Oral ovulogens such as CC and aromatase inhibitors have been used for mild stimulation protocol during IVF. Use of CC in these protocols is quite common and some of the benefits include lower gonadotropin requirements and less cost during IVF.27,28 They also are patient-friendly protocols and pregnancy rate for certain subset of patients is comparable to conventional IVF. The milder stimulation has added advantage of higher yield of euploid embryos compared to conventional high dose gonadotropins.29
The Cochrane review which included 12 trials and 2,536 participants found comparable live birth rates following CC and gonadotropin compared to gonadotropin alone during IVF (OR 0.93, 95% CI 0.69–1.24). The ovarian hyperstimulation syndrome (OHSS) rates were significantly lower in the CC and gonadotropin group (0.8–1.8%) compared to gonadotropin agonist protocol (3.5%).4 The mild stimulation protocol has been advocated in women who had poor response or unsuccessful outcome in previous conventional IVF with high dose of gonadotropins. A recent systematic review which included four trials, evaluated CC with gonadotropin versus conventional gonadotropin alone in poor responders. They found no significant differences in live birth rates (OR: 0.71, 95% CI 0.22–2.2) and clinical pregnancy rates (OR: 1.11, 95% CI 0.80–1.55) following CC with gonadotropin compared to gonadotropin alone.27
Clomiphene citrate has also been used to prevent premature LH surge during IVF instead of GnRH analogs. In this protocol, CC is initiated from day 2 of the cycle and continued till the day hCG trigger is given. Continuous use of clomiphene citrate blocks estrogen receptors’ sites at the hypothalamus and pituitary. Clomiphene used in this fashion mimics the action of a GnRH analog and prevents an LH surge due to rising estrogen levels, a result of follicular development. Low dose gonadotropins 75–150 IU are also added to enhance the response. Hence, conventional GnRH analogs are not required for prevention of premature LH surge.30 This protocol is quite useful in low cost IVF program since the GnRH analogs are not used, and gonadotropin requirement is less.28
 
KEY SUMMARY POINTS
Lifestyle changes are the first line of therapy for ovulation induction in PCOS.8
  • Clomiphene citrate is the first choice for inducing ovulation medically in PCOS.
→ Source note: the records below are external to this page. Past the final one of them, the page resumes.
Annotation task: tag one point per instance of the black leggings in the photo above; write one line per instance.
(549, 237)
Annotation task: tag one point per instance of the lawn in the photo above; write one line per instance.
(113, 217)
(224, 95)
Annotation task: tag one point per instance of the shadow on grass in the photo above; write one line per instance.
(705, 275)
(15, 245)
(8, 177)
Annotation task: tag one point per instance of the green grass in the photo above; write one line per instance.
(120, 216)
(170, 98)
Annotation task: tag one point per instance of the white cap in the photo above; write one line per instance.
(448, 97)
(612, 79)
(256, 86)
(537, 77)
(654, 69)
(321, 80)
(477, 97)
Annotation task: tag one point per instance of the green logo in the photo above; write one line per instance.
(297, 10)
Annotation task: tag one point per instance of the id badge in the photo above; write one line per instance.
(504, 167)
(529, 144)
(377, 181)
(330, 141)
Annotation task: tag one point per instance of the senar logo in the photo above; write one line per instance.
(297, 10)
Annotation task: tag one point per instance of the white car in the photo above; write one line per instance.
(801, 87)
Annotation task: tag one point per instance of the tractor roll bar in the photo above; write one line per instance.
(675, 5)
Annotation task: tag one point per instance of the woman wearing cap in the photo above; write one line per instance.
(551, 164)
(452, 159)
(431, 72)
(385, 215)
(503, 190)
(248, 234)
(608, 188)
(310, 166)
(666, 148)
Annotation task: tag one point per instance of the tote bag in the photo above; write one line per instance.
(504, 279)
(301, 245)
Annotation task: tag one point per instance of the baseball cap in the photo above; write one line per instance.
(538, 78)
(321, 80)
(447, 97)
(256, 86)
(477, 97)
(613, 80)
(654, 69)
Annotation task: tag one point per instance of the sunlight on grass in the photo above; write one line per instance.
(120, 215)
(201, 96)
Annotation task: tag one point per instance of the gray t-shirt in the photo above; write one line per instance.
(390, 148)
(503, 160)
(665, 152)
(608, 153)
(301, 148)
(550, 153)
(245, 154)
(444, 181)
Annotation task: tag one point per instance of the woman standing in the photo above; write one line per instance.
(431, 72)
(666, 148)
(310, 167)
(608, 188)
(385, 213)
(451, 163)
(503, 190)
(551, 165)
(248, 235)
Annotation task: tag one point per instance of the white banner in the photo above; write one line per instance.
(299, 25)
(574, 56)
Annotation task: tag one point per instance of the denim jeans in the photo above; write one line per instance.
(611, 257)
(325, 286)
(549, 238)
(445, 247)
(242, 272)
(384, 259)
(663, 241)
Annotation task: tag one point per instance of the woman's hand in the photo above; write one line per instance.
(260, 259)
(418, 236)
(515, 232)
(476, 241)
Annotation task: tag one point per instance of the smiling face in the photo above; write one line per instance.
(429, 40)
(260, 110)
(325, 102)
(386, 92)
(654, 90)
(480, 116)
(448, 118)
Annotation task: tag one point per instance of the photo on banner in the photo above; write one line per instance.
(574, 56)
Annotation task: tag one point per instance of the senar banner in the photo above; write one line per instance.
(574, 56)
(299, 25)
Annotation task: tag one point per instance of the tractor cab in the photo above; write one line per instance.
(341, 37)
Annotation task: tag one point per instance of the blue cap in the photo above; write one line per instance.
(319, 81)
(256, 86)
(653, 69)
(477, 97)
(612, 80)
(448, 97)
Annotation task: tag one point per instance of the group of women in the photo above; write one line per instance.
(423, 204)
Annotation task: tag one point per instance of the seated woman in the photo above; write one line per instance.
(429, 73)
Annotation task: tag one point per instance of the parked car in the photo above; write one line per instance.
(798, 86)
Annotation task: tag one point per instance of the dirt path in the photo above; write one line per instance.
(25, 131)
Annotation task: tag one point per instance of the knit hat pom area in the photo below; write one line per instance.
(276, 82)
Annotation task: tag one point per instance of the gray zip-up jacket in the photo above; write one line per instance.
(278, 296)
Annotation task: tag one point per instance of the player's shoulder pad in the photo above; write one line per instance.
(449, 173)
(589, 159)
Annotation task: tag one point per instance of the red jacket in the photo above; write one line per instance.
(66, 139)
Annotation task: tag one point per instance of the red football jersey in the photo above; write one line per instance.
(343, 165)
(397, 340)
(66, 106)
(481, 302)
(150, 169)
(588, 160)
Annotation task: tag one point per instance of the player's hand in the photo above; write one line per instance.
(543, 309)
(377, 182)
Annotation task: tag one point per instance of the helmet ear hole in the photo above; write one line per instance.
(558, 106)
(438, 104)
  • For CC failure, alternatives are aromatase inhibitors or gonadotropins alone or in combination with CC or aromatase inhibitors.
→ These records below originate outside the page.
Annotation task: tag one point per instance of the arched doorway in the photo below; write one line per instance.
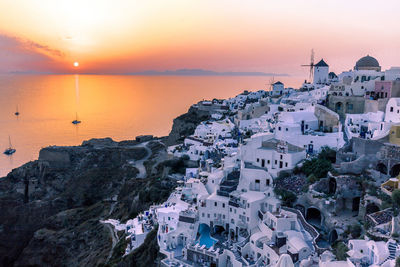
(333, 236)
(219, 231)
(338, 106)
(371, 208)
(381, 168)
(314, 217)
(356, 204)
(332, 186)
(395, 170)
(301, 208)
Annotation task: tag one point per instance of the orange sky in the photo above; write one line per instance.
(122, 36)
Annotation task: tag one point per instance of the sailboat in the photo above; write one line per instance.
(76, 121)
(10, 150)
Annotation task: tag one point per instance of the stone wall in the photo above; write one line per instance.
(57, 159)
(346, 104)
(326, 117)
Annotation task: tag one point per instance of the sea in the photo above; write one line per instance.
(117, 106)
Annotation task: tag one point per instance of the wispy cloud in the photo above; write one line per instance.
(18, 54)
(40, 48)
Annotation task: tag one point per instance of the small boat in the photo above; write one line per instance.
(10, 150)
(76, 121)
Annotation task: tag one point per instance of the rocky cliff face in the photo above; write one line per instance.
(50, 208)
(185, 124)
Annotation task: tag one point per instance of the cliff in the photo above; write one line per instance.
(185, 124)
(51, 207)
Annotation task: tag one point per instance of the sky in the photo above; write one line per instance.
(122, 36)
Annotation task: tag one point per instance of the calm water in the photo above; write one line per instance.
(120, 107)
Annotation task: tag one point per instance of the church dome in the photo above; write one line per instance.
(367, 63)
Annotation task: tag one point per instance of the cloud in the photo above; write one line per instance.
(17, 54)
(41, 48)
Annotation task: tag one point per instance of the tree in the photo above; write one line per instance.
(396, 201)
(396, 197)
(397, 262)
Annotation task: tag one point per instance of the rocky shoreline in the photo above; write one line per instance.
(51, 207)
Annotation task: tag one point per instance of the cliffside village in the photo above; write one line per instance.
(256, 198)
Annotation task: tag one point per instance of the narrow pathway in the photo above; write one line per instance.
(114, 239)
(139, 164)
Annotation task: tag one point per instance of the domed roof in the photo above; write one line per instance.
(367, 62)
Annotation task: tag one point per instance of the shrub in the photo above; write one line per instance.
(340, 251)
(355, 230)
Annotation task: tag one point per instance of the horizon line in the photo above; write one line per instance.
(178, 72)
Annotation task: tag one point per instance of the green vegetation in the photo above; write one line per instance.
(396, 201)
(340, 251)
(287, 197)
(355, 230)
(318, 167)
(145, 255)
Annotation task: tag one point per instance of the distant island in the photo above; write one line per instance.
(201, 72)
(178, 72)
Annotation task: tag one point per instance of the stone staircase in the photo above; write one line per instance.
(392, 247)
(229, 184)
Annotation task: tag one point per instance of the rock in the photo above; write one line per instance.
(185, 124)
(51, 208)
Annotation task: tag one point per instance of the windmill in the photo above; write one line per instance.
(271, 83)
(311, 64)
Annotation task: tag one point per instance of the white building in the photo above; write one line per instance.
(393, 110)
(277, 89)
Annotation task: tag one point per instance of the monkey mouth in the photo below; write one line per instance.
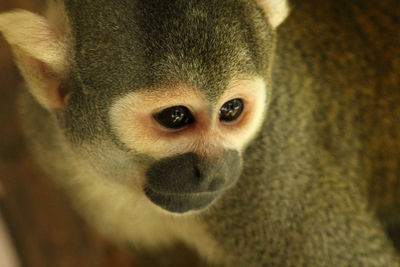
(181, 202)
  • If resistant to CC, the next options are aromatase inhibitors, insulin sensitizers, gonadotropins, or surgical intervention for ovarian drilling.
  • Metformin is recommended for women with PCOS who have impaired glucose tolerance and CC resistance. Currently other insulin sensitizers are not recommended for routine ovulation induction due to insufficient evidence.
  • Tamoxifen is another alternative antiestrogen which can be advised in CC failure.
  • Dexamethasone can be offered as an adjuvant along with CC in women with CC resistance.
  • Clomiphene citrate and aromatase inhibitors can be combined with gonadotropins in mild stimulation IVF protocols, especially in poor responders.